Now Navient is contending with critics on a new front — shareholders.
Noting that the company’s performance has lagged the stock market, activist hedge fund Canyon Partners last year offered to buy Navient and take it private.
Navient refused, and Canyon threatened a proxy battle, building up a stake of about 10 percent of the company’s shares.
Instead, the two sides agreed last month to a cease-fire and jointly nominated two new directors. Navient’s board slate is expected to be approved at its annual meeting Thursday.
The maneuvering raises many questions, among them: Will Navient change? And how will borrowers fare?

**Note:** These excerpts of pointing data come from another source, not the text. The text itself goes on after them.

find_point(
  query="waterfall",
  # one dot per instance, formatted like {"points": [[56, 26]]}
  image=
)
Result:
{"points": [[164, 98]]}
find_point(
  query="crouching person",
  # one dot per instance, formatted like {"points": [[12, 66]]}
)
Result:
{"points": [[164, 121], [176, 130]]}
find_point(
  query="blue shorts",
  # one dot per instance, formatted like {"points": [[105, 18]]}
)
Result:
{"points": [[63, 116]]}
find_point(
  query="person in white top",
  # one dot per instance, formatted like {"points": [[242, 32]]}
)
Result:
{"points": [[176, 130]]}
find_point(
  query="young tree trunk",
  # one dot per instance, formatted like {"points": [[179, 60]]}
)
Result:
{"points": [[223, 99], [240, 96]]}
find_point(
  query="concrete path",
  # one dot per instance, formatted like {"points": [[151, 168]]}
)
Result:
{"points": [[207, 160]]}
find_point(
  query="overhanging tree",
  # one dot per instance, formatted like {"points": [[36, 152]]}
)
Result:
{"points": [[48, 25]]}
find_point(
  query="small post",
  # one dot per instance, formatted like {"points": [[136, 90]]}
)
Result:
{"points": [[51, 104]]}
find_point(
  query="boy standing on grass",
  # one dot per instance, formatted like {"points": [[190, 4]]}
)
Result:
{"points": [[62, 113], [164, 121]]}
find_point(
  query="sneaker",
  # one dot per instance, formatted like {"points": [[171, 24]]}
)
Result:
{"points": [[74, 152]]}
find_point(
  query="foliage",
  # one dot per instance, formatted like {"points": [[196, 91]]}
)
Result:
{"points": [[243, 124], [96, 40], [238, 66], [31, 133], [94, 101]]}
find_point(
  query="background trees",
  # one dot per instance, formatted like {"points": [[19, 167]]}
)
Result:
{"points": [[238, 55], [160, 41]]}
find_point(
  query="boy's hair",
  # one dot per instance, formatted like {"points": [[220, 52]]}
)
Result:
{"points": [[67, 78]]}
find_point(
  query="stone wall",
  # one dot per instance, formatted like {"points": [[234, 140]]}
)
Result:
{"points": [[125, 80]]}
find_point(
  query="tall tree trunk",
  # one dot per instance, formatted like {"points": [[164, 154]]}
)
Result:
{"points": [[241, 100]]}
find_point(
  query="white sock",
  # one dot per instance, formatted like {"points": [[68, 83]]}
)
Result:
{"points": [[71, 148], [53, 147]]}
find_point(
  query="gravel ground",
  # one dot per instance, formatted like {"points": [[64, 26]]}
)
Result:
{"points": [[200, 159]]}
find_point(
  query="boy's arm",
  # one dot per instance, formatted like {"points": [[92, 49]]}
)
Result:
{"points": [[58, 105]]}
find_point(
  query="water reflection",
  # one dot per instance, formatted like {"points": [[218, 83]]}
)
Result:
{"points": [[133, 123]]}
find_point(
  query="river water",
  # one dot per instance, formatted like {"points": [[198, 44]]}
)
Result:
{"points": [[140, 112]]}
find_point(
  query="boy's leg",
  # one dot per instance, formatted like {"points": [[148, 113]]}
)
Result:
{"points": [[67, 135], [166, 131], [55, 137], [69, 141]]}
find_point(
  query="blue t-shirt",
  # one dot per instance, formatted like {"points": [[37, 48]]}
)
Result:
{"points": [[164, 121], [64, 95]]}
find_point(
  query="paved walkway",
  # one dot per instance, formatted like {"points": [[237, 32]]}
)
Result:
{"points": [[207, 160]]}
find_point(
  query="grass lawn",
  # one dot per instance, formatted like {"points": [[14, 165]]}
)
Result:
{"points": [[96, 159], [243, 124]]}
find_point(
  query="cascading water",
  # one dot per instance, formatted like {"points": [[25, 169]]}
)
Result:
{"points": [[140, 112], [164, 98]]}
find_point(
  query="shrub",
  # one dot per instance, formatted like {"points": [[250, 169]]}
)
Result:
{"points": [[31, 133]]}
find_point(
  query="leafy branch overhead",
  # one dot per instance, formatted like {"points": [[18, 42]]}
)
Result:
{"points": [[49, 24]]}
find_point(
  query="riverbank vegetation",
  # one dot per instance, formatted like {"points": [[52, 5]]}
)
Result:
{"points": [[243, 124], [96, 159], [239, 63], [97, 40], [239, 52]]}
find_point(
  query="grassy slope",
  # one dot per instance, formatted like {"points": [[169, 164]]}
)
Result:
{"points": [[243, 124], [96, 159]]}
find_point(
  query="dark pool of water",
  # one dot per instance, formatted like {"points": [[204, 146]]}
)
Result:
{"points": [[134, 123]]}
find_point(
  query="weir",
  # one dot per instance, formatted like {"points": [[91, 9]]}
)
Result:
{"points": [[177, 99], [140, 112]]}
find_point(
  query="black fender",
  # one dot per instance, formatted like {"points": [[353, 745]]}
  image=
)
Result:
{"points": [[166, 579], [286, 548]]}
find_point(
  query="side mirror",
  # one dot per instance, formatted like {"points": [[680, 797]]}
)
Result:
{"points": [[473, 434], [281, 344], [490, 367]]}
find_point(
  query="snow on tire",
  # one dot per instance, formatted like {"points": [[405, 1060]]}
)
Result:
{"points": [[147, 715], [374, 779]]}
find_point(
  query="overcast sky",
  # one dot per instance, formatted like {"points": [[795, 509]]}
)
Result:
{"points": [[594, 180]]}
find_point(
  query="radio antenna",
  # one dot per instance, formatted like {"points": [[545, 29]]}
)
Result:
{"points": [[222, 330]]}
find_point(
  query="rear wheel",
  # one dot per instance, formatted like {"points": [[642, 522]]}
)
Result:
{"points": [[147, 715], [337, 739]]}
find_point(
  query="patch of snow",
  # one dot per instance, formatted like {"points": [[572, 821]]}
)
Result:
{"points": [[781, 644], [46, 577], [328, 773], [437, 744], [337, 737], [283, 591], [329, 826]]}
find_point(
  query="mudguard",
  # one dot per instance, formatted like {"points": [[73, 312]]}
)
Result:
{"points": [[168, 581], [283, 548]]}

One clue comes from Navient CEO John “Jack” Remondi, who asserted during the public battle that Canyon’s approach likely would lead to lower servicing quality, more delinquencies and defaults, and more intense regulatory scrutiny.
Under Remondi, Navient expanded into collections of local and state government tax receipts, health care bills and other consumer debts.
But Canyon wants Navient to quit making acquisitions that it says perform poorly and to stick with student loans, which it accuses the company of neglecting.